A computed tomography (CT) scan of the abdomen showed a low density mass measuring 200 by 150 mm, located in the upper and middle part of the spleen with fistulae through to the stomach and abscess in the upper part of the left kidney (Figures
1 and 2). All blood and stool cultures were negative. Immunological tests for tuberculosis and human immunodeficiency virus (HIV) serology were negative. Serologic tests (enzyme-linked immunosorbent assay [ELISA] and coelectrosynerese) were also negative for hydatid cyst disease (Echinococcus granulosus) and amebiasis. Treatment with piperacillin–tazobactam (4 g tid) and amikacin Adriamycin (15 mg/kg/d) was started and surgical intervention was decided upon. The patient received pneumococcal, meningococcal, and Haemophilus b vaccinations. Splenectomy was performed through celioscopy. In addition, a 10 mm diameter gastrosplenic fistula was found, leading to partial gastrectomy. The spleen weighed 500 g and contained a large cyst and perforated gastric ulcer (20 × 10 mm). Histopathology revealed a giant splenic pseudocyst (13 × 10 Crizotinib ic50 cm) with a wall consisting of fibrous tissue and accumulation of necrotic tissue/fluid, without an epithelial
lining. This lack of epithelial lining led to the term pseudocyst that could have been secondary to inflammation or trauma. The fluid aspirated from the spleen cystic lesion was collected for bacteriological examination. On Gram staining, there were many leukocytes, but no bacteria. After 2 days of culture, Salmonella enterica serovar enteritidis was identified. This isolate was only resistant to nalidixic acid. It was susceptible to all other indicated antibiotics. The patient was thus given amoxicillin for 7 more days. He was discharged 7 days after surgery and he fully recovered.

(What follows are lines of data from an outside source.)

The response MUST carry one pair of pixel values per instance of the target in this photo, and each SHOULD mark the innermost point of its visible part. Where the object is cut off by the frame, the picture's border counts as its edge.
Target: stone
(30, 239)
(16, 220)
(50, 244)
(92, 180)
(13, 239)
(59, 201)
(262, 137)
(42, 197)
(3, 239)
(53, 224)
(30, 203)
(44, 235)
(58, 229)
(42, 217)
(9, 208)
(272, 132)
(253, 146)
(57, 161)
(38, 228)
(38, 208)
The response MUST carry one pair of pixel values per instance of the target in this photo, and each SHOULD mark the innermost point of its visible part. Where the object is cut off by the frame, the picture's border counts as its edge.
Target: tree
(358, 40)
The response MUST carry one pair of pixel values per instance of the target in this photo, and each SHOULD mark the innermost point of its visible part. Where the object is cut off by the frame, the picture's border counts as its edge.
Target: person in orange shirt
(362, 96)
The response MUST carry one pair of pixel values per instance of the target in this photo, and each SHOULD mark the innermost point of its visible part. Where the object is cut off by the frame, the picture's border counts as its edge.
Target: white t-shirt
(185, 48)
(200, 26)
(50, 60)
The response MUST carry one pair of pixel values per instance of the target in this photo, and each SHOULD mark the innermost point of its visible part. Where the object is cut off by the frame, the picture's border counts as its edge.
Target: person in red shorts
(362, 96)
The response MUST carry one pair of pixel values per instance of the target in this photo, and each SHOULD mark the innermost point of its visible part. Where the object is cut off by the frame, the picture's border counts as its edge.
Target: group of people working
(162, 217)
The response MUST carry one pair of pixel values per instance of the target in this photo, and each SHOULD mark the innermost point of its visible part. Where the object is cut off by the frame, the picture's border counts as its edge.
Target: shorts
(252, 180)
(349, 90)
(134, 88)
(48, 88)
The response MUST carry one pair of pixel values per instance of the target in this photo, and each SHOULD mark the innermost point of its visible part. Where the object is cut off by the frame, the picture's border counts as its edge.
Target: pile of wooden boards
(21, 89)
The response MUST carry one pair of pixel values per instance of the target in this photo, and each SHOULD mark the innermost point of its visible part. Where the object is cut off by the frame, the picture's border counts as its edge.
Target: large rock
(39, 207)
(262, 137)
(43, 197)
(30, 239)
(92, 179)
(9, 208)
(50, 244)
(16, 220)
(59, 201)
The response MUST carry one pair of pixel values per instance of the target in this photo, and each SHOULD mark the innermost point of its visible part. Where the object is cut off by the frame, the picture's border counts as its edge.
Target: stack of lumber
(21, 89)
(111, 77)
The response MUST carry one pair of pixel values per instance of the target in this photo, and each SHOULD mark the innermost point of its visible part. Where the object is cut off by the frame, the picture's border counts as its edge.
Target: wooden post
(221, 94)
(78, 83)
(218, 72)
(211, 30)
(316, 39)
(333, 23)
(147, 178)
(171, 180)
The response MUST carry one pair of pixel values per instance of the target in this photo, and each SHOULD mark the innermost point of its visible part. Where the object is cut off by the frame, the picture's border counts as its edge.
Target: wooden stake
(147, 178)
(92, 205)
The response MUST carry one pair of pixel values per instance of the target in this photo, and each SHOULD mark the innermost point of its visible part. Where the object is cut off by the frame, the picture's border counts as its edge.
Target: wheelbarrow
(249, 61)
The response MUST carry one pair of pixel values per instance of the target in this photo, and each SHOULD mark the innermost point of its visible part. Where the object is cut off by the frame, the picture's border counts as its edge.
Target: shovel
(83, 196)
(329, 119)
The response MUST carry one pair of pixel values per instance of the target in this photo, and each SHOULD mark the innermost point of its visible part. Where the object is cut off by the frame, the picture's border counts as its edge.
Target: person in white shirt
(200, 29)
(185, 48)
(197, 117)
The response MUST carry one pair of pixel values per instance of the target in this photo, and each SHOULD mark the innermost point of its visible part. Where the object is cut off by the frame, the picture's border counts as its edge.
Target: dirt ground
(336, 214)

This traveler presented with a giant splenic abscess revealing an infection by S enterica serovar enteritidis. Splenic
localization of the infection was possibly favored by a preexisting splenic cystic next disease. In addition, diagnosis was difficult because it was abated by empiric antibiotherapy. Splenic abscesses are uncommon but severe. The overall mortality rate is estimated at 12.4%, but may be up to 25% in immunocompromised patients.3 They are usually a complication of bacteremia (49%) resulting from a focal infection such as endocarditis, dental abscess, intravenous drug abuse, or urinary tract infection. Otherwise, they are considered as contagious infections by direct extension (10% to 15%) or surinfection of cysts or hematomas (10%).3–5 In our case, the splenic localization of the abscess may be the consequence of bacteremia. About half of patients with splenic abscesses have predisposing factors: preexisting anatomic abnormalities (hematoma, cysts, pseudocysts, post-traumatic lesion) or immunocompromised status (malignancies, hematologic disorders, drug abuse, cancer chemotherapy, AIDS, transplantation).